Op/Ed

Jessie Raymond: Summer and the fear of sleeping in

I am what some people would describe as a “morning person.”
That’s a stretch.
The phrase implies that I wake up early, spring out of bed and immediately begin singing, relishing another day on this beautiful planet while scrubbing the baseboards with a toothbrush.
It’s true that I wake up early, but that’s as far as it goes. I spend most of my first hour blinking at the kitchen walls, trying to recall where we keep the coffeemaker. I get up early not because I’m eager to do things, but because I need the lead time; it takes me a good half-hour to remember what day it is.
I cemented my early-rising habit when the kids were little, as a defense mechanism. I felt I needed to get up before they did to be prepared to carry on philosophical conversations the moment their eyes snapped open. If you’d ever had a three-year-old with a speech impediment start his day by asking you to weigh in on whether a giraffe could fly if it had wings, and whether it would be called “Pegasus” or something else, you’d understand.
The idea, true or not, that getting up early somehow makes me better prepared to face the day has stuck with me. But at this time of year, as we march toward the summer solstice, I struggle. I rarely sleep past six, even in deep winter, and now that it’s getting light by five, I feel like I’m oversleeping. I crave the cover of darkness to give me a block of much-needed unproductive time.
When the sun is up before I’ve had my coffee, I get the nagging sense that I’m late, though I can’t articulate what for. Rather than slump at the kitchen table and wait for my brain to uncrumple naturally, I find myself pressed to catch up with the day, even if it hasn’t technically begun.
And on the rare occasions when I convince myself that sleeping until seven on a Saturday will not ruin my weekend, I’m generally proven wrong.
Take, for instance, the last time I “slept in.” A police cruiser pulled into the driveway just after sunrise, causing the dog to bark himself into a nervous breakdown and making Mark and me bolt outside in a panic, blearily confessing to whatever crimes the officers were about to charge us with. (It turned out the cows had escaped and were wandering in the road. We weren’t even brought in for questioning.)
I lack the enthusiasm, the optimism, the joie de vivre of a true morning person. The last thing I want to be — or to encounter — is the type who starts off the day by skipping into the kitchen fully dressed, saying things like, “Looks like it’s gonna be a scorcher today!” or “Who wants waffles?”
Morning is for solitude and, if not quiet self-reflection, at least quiet.
Of course, with early rising comes early retiring. My night-owl friends, whom I rarely see before noon, think of me only as “the boring one who falls asleep during movies.”
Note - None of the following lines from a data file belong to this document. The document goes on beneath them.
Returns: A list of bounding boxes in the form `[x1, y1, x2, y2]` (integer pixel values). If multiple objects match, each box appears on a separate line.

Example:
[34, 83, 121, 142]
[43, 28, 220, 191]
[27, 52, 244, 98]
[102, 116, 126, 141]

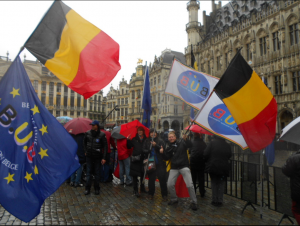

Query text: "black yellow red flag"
[215, 51, 277, 152]
[25, 1, 121, 99]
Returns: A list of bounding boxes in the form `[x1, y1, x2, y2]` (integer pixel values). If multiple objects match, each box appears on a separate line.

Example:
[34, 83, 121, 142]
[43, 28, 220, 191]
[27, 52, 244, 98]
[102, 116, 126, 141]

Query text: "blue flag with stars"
[142, 67, 152, 128]
[0, 56, 80, 222]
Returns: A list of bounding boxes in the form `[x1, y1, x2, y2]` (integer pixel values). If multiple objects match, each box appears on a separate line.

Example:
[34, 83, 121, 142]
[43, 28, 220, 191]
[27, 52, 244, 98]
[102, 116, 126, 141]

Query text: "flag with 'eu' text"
[165, 59, 219, 110]
[142, 67, 152, 128]
[0, 56, 80, 222]
[195, 92, 248, 150]
[25, 1, 121, 99]
[215, 51, 277, 152]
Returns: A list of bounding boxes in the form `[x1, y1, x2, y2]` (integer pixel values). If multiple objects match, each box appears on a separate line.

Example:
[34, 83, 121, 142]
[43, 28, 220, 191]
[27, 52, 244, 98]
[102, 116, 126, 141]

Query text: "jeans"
[85, 156, 102, 190]
[148, 164, 168, 197]
[168, 167, 197, 204]
[71, 165, 83, 184]
[119, 157, 132, 184]
[191, 169, 205, 196]
[292, 201, 300, 225]
[210, 175, 225, 203]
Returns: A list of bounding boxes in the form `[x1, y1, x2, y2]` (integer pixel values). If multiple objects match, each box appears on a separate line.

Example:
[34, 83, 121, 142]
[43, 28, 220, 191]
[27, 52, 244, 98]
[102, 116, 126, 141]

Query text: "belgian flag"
[25, 1, 121, 99]
[215, 51, 277, 152]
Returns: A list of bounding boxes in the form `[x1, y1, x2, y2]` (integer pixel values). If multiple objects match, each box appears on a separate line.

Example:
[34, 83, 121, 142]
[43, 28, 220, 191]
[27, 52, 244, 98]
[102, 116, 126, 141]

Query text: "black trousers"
[132, 172, 145, 192]
[191, 169, 205, 195]
[148, 164, 168, 197]
[85, 156, 102, 190]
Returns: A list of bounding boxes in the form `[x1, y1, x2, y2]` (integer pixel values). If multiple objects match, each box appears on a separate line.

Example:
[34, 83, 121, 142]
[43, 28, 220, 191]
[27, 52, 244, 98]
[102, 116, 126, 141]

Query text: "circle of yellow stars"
[10, 87, 20, 98]
[0, 92, 49, 184]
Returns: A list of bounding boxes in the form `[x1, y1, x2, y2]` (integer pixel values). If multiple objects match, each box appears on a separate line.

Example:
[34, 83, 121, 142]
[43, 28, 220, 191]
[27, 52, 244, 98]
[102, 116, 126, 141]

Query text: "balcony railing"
[185, 21, 201, 29]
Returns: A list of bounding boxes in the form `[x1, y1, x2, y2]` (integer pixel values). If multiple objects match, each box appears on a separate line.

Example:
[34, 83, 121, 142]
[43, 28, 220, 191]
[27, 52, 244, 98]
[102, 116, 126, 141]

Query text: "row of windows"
[150, 75, 161, 86]
[49, 110, 87, 118]
[274, 71, 300, 94]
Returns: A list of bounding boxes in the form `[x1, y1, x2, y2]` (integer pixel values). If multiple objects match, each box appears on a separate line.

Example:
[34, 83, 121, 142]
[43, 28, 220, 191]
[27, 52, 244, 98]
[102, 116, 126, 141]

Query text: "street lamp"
[102, 105, 120, 123]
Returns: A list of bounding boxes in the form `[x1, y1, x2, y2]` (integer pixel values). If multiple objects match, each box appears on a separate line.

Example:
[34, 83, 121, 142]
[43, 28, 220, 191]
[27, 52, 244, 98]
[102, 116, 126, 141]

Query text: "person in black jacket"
[160, 131, 198, 210]
[144, 129, 168, 202]
[127, 126, 147, 197]
[204, 136, 232, 206]
[70, 133, 85, 188]
[190, 133, 206, 197]
[83, 120, 108, 195]
[282, 150, 300, 225]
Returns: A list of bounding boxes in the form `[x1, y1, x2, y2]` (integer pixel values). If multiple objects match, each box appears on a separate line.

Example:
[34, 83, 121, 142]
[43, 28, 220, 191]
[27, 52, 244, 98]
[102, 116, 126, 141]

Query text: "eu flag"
[0, 56, 79, 222]
[142, 67, 152, 128]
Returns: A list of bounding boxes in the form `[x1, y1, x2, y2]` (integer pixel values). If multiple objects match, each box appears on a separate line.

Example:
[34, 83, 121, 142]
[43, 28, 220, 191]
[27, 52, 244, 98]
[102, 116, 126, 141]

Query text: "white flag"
[195, 93, 248, 150]
[165, 59, 219, 110]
My antisocial bedtime is especially noticeable during the long days of summer. We have a firepit in our backyard, for example, and every spring I picture us spending many moonlit summer nights out there, talking with friends and staring into the dancing fire.
I always forget one thing: In the summer, by the time the light is fading, so am I.
It’s easier in the winter. By 8:30, it’s been dark for hours. If I did, hypothetically, choose to crawl into bed that early, who would know or care? In summer, however, 8:30 is barely dinnertime.
It’s appalling.
Over the years, though, I’ve learned to accept that our internal clocks are all different. And even though I shudder at the idea that some people might not roll out of bed until nine or even 10 on a weekend — can you imagine? — I don’t judge. In fact, I’m glad that most people don’t go to bed or get up as early as I do.
Some of my favorite people are the ones who stay up until all hours. While I might miss a few fun nights with them around the campfire, I love knowing they will never burst into my kitchen at 6 a.m. and demand that we make waffles.